Higher prices of coal — a key raw material for cement production — and its reduced availability are causing concerns and necessitating a further increase of cement prices in the coming weeks amid bright demand outlook, said N Srinivasan, Vice Chairman and Managing Director of India Cements.

The leading cement producer has reported a significant drop in net profit at ₹3.3 crore for the quarter ended December 31, 2021, as compared to ₹62 crore in the same quarter a year ago due to poor prices and higher cost of production.

Lower demand

The performance of the company was severely affected by record rainfall in the southern states with consequent flooding in several areas which resulted in stalling of construction activities. 

This was further compounded by downward movement in selling prices in the east and north-east markets from where the company withdrew as the sales in those areas became un-remunerative. This resulted in lower volume for the quarter for the company which, together with the onslaught of increased fuel prices, had a telling impact on the bottom line for the December 2021 quarter.

Coal crisis

“It was a challenging quarter as rains wreaked havoc in key southern markets, while east markets prices were low. On top of this, for the first time in several years, we witnessed the coal crisis. The cost of coal went up from $60 to $280. While American coal was not available, Australian coal came at a high price. Indonesian coal was erratic in availability. The quality of South African coal was poorer than American coal. Therefore, if one had bought coal earlier at low prices, one could sustain. Otherwise, price increases had to be effected. India Cements decided not to sell cement at a low price with the high cost of coal, while several others have done so. Hence, our sequential performance has also been impacted,” said Srinivasan.

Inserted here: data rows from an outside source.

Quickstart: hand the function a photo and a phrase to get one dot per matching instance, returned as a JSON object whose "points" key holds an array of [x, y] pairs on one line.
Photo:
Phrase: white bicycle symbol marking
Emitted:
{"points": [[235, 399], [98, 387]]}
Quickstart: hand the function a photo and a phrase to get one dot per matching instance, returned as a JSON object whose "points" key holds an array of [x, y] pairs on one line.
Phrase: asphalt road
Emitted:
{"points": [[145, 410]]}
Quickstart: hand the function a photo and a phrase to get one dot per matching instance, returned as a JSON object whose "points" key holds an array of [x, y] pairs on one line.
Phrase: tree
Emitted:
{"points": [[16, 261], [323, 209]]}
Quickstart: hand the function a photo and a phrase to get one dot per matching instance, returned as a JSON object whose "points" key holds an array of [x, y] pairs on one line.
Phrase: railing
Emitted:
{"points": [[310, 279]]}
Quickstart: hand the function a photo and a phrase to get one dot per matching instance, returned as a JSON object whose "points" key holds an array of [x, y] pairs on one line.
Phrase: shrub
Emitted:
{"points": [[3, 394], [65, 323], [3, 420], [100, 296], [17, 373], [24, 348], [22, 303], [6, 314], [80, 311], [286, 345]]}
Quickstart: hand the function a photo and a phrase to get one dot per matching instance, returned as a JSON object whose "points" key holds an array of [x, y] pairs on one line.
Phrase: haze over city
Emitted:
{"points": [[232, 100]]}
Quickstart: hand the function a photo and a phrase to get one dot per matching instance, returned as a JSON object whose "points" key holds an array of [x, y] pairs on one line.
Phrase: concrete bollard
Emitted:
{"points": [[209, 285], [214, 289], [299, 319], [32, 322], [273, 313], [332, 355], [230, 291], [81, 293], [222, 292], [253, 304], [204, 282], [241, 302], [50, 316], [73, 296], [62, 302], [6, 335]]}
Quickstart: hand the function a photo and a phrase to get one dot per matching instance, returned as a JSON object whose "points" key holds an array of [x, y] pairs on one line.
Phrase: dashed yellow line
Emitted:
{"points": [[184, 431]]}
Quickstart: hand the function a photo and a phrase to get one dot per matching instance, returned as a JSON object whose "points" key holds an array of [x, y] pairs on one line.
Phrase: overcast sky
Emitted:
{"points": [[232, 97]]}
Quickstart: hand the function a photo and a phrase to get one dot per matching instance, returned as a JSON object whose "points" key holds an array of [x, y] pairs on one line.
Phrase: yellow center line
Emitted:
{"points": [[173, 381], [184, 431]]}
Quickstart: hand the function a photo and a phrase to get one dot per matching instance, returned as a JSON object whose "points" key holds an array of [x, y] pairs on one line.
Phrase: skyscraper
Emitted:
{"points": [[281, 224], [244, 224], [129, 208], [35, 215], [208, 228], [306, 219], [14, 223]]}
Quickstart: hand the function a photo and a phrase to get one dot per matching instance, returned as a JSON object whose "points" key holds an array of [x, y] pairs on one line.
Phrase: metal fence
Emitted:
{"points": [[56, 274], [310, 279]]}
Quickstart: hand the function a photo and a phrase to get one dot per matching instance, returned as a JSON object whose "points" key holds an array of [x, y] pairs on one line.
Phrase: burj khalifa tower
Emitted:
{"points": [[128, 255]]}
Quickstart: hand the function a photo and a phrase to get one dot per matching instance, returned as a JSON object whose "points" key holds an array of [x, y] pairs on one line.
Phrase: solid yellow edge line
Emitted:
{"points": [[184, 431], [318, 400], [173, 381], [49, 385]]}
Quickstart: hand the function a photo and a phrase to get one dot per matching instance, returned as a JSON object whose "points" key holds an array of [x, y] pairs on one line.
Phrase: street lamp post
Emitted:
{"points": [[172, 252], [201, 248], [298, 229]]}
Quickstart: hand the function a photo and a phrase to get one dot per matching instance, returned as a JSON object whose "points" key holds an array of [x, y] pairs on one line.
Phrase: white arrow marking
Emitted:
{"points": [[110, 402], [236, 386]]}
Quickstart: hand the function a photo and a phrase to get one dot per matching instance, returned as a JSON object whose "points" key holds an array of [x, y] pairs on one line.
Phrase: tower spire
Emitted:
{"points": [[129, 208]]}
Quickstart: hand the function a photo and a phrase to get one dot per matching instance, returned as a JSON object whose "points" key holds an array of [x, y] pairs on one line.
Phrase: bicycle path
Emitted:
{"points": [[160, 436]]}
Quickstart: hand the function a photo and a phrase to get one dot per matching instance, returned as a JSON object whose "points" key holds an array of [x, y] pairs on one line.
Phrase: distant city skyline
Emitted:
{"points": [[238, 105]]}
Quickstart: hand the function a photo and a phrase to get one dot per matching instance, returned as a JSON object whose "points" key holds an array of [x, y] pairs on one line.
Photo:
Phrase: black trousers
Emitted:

While net plant realisation for Q3 was marginally higher by 5 per cent, the variable cost of operation had gone up by nearly 25 per cent as compared to the same quarter of the previous year due to a substantial increase in the price of coal. The increase in variable cost alone meant a contribution loss of more than ₹115 crore in the quarter. Despite tight cost control measures, the company’s EBIDTA was lower at ₹110 crore as compared to ₹218 crore a year ago.

The company’s cement sales were lower by 11 per cent at 21.08 lakh tonnes for the third quarter as compared to 23.77 lakh tons in the previous year.

Srinivasan said a further increase in cement prices is necessary to offset the increased coal prices.